Signs That Your Relationship Is A Situationship
When asked the question, “are you in a relationship?”, one would expect a yes or no response. Well, a lot of times the response we hear is “It’s complicated”, and this shows that there are grey areas when it comes to relationships and status definition. Therefore there is a need for an evaluation, to be able to bring these shades into the light. By defining things, we can see them for what they are and are better positioned to make pragmatic decisions.
Complicated: a term often used when people do not know where they stand in a relationship. It is also used when a relationship is marred with lots of anomalies. It can be hard to define your status, when you’re not married, not in a relationship, and yet you can not say you are single and searching because you are in a form of entanglement. It’s just like a relationship purgatory, not in heaven and not in hell. Then you are most definitely in a ‘Situationship’.
Most times in a situationship, nothing is said but you find yourself caught in a quasi-romantic web. There are varied appearances and forms of situationships since it is not just one thing.
Situationship is an informal term coined to describe a broad range of complicated relationships. Let’s see a few definitions of this coinage.
A romantic or sexual relationship that is not considered to be formal or established.
Marcia Newman, in her book, Five Gifts of Pro-Aging, defines it as a romantic or sexual relationship in which the parties involved do not clearly define their relationship as such, but for example, consider it “complicated” or friends with benefits-type situation.
Also, according to Lerato Tshabalala, in her book The Way I See It: The Musings of a Black Woman in the Rainbow Nation,
the thing about being in a situationship is that the rules of engagements are not spelt out, at least not in clear terms.
Signs that you are in a situationship
A situationship is not always negative as it can be a transition phase for couples still trying to figure out whether to move to the next phase in a relationship.
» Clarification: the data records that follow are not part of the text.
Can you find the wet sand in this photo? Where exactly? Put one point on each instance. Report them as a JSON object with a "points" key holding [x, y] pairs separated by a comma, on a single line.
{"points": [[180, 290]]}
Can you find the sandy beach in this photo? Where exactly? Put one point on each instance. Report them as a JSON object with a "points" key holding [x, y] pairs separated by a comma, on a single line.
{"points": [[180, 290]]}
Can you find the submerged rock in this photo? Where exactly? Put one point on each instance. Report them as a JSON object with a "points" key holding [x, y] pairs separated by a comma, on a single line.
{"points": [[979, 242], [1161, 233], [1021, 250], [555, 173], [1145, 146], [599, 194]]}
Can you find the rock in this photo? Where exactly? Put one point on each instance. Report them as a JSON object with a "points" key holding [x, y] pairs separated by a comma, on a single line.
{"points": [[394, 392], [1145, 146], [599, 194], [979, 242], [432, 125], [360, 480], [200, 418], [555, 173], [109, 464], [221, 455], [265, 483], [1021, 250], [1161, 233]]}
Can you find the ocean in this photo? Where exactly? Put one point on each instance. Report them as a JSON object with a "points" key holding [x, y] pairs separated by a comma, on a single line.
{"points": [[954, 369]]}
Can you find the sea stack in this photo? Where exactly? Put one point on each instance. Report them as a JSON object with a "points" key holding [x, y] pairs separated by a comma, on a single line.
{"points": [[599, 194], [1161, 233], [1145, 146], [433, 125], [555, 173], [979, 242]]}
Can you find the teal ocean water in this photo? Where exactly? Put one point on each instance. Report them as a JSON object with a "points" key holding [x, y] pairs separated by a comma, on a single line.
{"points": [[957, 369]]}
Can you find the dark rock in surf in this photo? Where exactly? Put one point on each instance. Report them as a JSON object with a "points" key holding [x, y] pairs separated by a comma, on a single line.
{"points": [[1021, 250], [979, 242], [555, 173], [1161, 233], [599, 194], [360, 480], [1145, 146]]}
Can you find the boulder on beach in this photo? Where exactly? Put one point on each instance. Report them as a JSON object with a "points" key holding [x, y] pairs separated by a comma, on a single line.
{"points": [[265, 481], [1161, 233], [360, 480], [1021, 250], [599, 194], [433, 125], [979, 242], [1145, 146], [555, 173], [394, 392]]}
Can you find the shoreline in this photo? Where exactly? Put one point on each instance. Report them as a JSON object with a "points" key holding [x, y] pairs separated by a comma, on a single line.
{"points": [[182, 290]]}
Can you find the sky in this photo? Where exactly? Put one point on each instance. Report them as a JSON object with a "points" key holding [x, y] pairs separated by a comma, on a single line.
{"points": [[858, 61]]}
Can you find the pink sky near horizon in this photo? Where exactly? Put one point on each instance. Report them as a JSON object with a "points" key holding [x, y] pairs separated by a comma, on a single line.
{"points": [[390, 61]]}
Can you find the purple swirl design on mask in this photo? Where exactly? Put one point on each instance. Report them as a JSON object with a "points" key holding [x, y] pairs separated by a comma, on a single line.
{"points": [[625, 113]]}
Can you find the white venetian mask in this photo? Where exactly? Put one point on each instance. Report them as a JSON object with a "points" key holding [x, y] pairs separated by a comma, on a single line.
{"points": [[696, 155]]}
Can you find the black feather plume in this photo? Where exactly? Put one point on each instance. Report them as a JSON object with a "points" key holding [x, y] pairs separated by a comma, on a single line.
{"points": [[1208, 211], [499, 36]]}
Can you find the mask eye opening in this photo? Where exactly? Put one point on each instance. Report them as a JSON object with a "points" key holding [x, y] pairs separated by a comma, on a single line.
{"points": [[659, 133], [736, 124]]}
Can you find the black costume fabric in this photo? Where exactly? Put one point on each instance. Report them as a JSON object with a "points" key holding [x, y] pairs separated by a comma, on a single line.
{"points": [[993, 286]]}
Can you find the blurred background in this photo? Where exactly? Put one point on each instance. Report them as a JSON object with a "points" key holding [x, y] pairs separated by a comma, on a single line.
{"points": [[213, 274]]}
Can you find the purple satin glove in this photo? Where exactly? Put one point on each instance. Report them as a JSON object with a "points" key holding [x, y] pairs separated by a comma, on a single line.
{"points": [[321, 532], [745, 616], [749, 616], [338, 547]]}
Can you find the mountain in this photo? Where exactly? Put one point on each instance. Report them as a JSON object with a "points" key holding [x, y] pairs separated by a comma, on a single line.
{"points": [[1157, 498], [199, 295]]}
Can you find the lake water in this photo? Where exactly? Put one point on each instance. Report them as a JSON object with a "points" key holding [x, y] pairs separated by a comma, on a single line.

In this case, both parties involved would need to be patient with each other. Yet that place of uncertainty or lack of definition is what makes it common with other kinds of situationships. However, here are some common complications that suggest a situationship.
- The “what-are-we” question still hangs in the air. No DTR (Define The Relationship) talk yet.
- No asking out of any kind. Just going with the flow.
- No talks about the future as a couple.
- No deep personal conversations, only superficial or peripheral conversations.
- No doing stuff or important activities together. No show of interest in the other’s business, dreams, passions and concerns.
- No official introductions to friends and family as a spouse.
7.No spark nor physical attraction.
- Third wheel. Someone else is in the picture.
9.No absolute emotional loyalty, even when there has been an official definition.
- Supposed spouse is already married.
Is this a situationship? Perhaps and perhaps not. Yet it may be complicated since one is not divorced and yet not exactly still in a marriage relationship. However, what may exclude it from a situationship category is that it has a formally or generally recognized status, having a definitive term.
In this case, one or both persons are in a stage where they decide whether or not they would want to consider taking things to the next level. It may not have certain complications, but what makes it a situationship is the indecision itself, where they do not know yet know where they stand at that moment.
Friends with Benefit
This is where there is an agreement between both partners to satisfy certain mutual needs which are common to people in an actual relationship, yet without making the required full commitment. E.g, Sex, financial support, or other emotional needs.
An unplanned and sometimes secret romantic or sexual relationship outside marriage. In this case, the relationship between these secret lovers is just an entanglement as it is a complication with their marriage relationship which they consider a real commitment.
Why bother trying to define all these forms of relationship complications then?
Lots of people have somehow settled for Situationships as the option slightly better than no relationship at all. Some hold on to this for fear of being single or alone. Half bread, they say, is better than nothing after all. For some, it is hope, hope that one day the situation would end up becoming a relationship.
Some others remain in situationships because they are not ready for commitment. Yet they consider it a way to simply eat their cake and have it. For them, it is a way of enjoying certain benefits derived from a real relationship. So they either strike a friends-with-benefits agreement, or they play the game of taking advantage of an unassuming partner, using them to satisfy a need emotionally, financially or otherwise.
Never presume you are in a relationship. Understand where you are at before investing emotionally, and if you choose to stay in a complicated relationship, at least let it be based on choice, with a healthy understanding of what it entails. Make sure you are secure and deliberate about it. It should not be out of being insecure, needy or naïve. Neither should it be based on the assumption or hope that it would end up in an ideal relationship. See it for what it is.